The developers also have plans to make the space a venue for performances.

“We took the piazza concept as a place of congregation,” Nicolai explained. “Kakaako has really lent itself to be a host to artisans whether it be fixed art or live art.” As the space is across the street from the Hawaii Symphony Orchestra, “it lends itself with music and arts.”

Velocity’s two leveled architecture will include a restaurant upstairs and downstairs. Restaurant operator PJ Partners, who also operate Honolulu’s Tonkatsu Ginza Bairin, have not released the restaurant names. Both will be under the direction of Italian Michelin Chef Gianpaolo Raschi.

The bottom floor of Velocity will host a “typical Italian wine and bar,” as Chef Maurizio Roberti described.
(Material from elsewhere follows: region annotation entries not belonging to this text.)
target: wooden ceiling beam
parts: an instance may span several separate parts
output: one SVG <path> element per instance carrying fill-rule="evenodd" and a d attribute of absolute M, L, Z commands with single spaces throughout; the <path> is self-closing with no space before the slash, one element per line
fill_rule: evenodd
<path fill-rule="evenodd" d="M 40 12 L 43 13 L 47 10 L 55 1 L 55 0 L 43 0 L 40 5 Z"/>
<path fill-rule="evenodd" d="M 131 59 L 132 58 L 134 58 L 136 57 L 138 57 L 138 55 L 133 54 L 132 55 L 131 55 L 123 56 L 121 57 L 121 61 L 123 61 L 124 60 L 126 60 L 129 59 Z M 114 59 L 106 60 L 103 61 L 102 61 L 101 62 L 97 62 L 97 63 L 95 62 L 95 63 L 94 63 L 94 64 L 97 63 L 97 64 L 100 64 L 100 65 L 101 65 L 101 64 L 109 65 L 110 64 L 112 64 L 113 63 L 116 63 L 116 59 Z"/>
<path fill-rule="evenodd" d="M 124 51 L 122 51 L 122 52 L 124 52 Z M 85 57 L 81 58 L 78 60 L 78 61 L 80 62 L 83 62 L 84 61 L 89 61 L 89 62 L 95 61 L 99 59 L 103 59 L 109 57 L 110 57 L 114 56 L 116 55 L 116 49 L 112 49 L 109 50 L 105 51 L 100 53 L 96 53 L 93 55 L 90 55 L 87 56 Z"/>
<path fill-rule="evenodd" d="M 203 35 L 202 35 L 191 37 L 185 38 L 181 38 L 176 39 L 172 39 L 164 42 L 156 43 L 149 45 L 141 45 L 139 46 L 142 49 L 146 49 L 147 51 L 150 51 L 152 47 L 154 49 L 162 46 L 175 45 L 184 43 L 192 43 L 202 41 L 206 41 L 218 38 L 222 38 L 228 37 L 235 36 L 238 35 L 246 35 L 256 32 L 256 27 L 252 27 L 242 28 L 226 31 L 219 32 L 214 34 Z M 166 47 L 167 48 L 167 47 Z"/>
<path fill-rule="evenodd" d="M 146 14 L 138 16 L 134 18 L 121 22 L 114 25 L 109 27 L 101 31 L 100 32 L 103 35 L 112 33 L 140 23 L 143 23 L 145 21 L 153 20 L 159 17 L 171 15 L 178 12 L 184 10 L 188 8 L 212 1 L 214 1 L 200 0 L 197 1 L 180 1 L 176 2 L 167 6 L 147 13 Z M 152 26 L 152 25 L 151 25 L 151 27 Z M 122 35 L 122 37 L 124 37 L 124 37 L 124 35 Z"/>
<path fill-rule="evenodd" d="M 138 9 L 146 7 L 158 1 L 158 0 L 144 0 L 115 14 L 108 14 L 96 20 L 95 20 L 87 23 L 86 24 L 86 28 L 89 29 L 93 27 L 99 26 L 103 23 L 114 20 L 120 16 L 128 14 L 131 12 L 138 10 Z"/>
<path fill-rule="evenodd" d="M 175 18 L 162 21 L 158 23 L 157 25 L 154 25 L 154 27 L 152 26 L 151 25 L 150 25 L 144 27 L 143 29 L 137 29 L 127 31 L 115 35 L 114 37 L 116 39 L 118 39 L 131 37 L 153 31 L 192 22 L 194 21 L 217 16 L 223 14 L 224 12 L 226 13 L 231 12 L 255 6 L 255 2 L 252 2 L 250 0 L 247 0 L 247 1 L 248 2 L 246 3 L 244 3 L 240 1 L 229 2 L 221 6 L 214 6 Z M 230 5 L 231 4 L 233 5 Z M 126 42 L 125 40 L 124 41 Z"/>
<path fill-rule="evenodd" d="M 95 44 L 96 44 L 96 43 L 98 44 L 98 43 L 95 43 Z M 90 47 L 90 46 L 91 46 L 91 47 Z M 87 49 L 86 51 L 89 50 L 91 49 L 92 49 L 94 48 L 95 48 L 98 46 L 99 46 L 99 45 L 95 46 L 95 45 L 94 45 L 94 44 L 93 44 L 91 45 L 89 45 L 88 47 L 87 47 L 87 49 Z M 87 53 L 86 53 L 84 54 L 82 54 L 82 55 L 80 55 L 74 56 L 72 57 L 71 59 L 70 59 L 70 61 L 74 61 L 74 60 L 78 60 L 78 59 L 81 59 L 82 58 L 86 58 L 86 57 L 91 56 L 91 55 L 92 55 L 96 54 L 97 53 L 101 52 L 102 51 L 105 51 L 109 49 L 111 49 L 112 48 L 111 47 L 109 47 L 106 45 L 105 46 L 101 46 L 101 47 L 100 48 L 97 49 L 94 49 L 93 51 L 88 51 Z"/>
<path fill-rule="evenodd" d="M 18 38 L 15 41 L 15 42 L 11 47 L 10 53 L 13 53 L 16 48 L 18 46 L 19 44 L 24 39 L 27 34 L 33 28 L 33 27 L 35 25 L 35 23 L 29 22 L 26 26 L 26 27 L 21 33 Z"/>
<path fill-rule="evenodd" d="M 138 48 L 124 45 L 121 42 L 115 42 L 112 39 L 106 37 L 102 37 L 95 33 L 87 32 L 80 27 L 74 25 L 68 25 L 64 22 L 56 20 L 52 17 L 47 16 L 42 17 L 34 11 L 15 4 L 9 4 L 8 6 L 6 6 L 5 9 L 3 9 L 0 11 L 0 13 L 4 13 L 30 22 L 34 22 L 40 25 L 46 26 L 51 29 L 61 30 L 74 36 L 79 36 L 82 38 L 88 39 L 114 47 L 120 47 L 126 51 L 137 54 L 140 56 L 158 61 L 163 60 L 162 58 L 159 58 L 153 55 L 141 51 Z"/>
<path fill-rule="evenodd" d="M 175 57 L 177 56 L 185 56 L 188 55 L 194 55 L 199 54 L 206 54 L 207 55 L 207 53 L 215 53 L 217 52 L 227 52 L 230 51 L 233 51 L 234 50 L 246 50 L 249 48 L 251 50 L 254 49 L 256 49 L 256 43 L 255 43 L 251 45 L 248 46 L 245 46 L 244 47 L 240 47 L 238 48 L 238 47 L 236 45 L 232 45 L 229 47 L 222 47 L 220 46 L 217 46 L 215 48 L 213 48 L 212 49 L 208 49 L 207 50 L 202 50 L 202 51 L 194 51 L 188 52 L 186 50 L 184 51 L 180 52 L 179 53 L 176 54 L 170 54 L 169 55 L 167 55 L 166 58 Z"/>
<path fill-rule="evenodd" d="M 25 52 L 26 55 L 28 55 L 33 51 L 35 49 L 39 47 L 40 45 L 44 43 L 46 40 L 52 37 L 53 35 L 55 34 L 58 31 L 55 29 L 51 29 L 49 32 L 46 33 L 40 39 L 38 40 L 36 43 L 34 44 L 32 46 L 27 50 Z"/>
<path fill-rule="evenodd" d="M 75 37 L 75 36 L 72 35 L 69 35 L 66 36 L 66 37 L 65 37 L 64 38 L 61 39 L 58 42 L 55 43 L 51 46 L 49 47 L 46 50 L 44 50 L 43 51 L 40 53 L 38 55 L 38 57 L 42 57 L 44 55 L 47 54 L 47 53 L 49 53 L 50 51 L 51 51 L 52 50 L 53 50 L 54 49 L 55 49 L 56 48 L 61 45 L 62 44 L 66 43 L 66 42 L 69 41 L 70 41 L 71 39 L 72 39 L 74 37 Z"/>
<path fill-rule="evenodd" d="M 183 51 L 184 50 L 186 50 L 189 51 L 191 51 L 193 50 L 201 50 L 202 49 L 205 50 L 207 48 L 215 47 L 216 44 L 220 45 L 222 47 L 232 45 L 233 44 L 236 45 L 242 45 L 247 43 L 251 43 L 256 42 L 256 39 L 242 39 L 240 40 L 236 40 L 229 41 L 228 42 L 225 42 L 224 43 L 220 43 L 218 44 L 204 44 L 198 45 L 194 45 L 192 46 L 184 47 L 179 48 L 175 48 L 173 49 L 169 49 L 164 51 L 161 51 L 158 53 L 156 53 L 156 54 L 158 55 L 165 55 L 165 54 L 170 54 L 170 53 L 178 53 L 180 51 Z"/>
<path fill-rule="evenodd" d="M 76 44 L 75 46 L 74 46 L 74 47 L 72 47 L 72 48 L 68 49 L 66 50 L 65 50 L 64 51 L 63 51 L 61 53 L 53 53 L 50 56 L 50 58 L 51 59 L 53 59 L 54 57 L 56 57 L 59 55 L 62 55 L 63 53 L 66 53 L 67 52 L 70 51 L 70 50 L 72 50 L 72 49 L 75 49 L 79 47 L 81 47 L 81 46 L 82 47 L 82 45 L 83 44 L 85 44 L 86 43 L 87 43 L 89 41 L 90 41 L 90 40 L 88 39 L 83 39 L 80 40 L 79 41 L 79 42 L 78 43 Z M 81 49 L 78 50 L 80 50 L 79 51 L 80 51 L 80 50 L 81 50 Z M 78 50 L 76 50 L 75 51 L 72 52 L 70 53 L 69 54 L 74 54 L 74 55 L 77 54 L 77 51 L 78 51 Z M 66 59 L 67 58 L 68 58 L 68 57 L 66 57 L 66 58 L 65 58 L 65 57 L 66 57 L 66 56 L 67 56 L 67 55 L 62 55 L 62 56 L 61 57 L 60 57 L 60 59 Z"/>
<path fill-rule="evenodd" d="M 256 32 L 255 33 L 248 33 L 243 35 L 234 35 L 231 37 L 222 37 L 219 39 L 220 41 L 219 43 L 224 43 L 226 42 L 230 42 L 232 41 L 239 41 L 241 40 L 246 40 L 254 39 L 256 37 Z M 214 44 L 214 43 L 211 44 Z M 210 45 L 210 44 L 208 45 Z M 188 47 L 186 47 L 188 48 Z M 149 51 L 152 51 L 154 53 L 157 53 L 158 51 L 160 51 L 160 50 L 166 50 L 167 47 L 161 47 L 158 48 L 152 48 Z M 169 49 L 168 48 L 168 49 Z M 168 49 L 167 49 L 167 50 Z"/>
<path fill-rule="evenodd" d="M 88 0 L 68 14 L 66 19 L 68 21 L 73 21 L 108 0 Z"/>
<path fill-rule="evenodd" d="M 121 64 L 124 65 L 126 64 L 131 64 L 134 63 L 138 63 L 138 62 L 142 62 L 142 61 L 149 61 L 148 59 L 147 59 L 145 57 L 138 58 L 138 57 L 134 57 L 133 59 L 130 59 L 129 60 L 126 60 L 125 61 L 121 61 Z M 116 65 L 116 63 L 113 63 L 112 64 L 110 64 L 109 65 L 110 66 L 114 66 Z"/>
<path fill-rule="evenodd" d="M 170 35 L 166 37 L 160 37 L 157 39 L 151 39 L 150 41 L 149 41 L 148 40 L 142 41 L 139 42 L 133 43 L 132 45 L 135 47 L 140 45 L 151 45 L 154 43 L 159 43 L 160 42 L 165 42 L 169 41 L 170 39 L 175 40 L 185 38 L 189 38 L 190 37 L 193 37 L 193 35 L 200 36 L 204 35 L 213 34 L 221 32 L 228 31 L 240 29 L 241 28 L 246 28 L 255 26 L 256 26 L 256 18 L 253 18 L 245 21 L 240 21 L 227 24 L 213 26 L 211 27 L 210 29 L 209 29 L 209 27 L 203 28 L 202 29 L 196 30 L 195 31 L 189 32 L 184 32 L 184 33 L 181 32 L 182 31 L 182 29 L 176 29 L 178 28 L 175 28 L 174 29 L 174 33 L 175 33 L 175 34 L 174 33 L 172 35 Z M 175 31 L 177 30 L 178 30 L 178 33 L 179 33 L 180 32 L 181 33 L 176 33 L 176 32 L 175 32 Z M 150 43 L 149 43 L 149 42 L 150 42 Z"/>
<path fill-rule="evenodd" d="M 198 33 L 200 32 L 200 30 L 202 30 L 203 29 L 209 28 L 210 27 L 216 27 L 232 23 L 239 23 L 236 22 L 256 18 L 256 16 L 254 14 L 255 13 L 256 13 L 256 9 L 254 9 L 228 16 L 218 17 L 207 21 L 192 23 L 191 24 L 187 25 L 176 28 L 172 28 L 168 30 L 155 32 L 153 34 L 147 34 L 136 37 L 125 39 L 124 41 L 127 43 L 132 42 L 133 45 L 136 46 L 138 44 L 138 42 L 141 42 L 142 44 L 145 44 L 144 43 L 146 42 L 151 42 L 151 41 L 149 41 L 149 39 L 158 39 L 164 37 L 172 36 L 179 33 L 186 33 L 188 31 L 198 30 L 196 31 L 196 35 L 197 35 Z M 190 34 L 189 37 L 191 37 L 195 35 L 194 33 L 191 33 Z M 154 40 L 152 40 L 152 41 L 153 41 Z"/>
Roberti is an Italian cuisine master chef currently based in Japan and is working to develop the restaurants. The bottom floor will also have an espresso bar.

In addition to drinks, the menu will include pizza and paninis. “People will call it fast food; we call it soul food. It’s fast on the go, but it’s still soul food,” Roberti said.
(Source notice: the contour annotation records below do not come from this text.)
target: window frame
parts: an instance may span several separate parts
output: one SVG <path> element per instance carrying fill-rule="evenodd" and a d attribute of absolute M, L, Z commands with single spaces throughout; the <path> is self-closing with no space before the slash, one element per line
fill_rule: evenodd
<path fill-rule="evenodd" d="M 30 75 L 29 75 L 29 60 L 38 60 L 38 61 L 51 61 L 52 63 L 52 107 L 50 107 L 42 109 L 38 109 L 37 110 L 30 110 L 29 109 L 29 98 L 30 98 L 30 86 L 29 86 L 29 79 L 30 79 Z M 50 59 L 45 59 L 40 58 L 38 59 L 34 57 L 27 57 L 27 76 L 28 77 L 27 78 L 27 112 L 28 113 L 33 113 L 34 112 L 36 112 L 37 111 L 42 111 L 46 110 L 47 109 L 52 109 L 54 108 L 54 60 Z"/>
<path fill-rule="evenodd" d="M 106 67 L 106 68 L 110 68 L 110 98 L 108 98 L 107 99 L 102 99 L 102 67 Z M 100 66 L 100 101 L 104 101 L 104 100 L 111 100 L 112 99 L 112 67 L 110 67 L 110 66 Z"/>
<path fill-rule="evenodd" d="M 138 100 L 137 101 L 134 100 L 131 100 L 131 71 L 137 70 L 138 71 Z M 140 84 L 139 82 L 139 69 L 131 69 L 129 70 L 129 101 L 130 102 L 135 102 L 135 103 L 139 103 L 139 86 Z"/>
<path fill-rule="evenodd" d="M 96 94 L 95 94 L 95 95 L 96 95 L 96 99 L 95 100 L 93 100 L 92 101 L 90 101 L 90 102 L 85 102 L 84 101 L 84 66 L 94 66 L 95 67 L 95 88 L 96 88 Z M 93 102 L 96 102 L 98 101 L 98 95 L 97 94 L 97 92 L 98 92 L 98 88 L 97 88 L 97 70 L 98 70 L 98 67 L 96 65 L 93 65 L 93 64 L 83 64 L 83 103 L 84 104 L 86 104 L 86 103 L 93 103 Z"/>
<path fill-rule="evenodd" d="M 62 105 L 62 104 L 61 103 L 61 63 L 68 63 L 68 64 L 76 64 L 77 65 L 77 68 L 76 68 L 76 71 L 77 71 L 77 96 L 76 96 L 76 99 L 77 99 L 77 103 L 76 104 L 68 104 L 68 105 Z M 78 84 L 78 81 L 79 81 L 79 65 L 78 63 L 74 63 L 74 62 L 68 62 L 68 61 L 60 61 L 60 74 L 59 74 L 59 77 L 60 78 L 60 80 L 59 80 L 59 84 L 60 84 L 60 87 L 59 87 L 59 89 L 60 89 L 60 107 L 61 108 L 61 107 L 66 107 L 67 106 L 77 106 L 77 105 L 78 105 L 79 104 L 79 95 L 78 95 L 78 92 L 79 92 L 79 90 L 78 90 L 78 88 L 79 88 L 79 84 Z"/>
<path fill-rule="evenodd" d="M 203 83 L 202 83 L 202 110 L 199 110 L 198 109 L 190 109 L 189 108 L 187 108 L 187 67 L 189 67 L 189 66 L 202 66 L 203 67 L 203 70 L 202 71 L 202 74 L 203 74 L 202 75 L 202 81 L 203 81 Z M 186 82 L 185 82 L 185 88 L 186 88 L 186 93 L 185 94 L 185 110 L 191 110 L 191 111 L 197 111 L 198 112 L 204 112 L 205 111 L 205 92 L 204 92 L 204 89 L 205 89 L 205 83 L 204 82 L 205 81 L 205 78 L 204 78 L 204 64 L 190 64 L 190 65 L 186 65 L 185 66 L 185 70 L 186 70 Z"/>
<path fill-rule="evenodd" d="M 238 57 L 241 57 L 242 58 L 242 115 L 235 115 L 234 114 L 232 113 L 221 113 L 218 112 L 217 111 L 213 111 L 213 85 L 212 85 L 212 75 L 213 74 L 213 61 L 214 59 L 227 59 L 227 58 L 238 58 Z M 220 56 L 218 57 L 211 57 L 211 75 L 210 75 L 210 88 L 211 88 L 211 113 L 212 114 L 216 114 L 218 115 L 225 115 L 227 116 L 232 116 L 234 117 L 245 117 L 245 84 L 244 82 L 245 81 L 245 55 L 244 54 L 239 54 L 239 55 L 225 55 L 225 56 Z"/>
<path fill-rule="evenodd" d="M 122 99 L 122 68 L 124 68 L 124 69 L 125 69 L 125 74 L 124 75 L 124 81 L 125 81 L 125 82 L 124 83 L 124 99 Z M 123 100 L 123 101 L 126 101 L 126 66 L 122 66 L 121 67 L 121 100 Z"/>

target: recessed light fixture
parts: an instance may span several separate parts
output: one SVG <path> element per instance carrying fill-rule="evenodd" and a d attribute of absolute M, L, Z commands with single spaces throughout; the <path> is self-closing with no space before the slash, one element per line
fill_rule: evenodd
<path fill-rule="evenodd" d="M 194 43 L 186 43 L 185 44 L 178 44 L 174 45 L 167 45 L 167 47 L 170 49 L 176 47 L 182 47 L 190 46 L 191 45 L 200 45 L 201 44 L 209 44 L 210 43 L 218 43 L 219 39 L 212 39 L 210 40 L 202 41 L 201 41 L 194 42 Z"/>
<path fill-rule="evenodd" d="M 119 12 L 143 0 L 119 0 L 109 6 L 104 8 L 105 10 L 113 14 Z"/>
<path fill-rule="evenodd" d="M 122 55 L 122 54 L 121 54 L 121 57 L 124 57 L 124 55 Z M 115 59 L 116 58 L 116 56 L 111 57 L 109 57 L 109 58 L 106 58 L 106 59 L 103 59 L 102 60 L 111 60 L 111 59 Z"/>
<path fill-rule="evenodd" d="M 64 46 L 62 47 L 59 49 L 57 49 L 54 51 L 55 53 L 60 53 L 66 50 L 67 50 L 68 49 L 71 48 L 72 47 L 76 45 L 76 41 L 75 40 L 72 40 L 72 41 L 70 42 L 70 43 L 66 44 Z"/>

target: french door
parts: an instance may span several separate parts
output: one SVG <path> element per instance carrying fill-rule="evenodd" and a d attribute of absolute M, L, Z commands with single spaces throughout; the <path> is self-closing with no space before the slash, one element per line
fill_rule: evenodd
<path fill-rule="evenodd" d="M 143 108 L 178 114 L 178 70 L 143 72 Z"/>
The downstairs restaurant will seat 40 to 50 customers, plus outdoor seating.

The ground floor will have a high ceiling and a mezzanine to showcase the automotive outlet’s Ducati motorcycles and Vespa scooters.

“You get the feeling that you don’t need to get on a plane and go to Italy, you can just come down to Velocity. That’s the kind of thing we’re trying to create” Roberti explained.

Ingredients for the restaurant’s menu will include a combination of locally sourced food and Italian imported cheeses and meats. The still-unnamed restaurant is reaching out to locally sourced food producers to partner with and specifically seeks a Hawaii-based gelato company. The restaurant is also looking into making its own Italian sausages to add to the menu.

Velocity’s upstairs area will have a cocktail bar and a formal dining restaurant. A large glass window will separate the kitchen from the dining area, so “you can actually see all the chefs at work,” Roberti said.

The upstairs restaurant’s menu will include predominantly seafood — Gianpaolo Raschi’s specialty.

Roberti described the menu as “simplified Italian, not the over-indulgent, swimming in oil, backstroke in tomato sauce or anything like that. It’s real Italian.”

Upstairs restaurant will include a VIP shift-table area that seats 10. Restaurant developers did not provide price points for menu items upon request. Combined, both restaurants will cover 6,000 square feet including the outdoor seating area.

The restaurant projects are looking to hire locally, and they have plans to create apprenticeships and a collaboration with Kapiolani Community College. “We would like to get the community involved in our project,” Roberti said.

Symphony Honolulu is a 388-unit condominium tower and has been open to unit owners since June. According to Nicolai, the tower’s units are about 96 percent sold out. JN Group developed the tower in collaboration with OliverMcMillan LLC.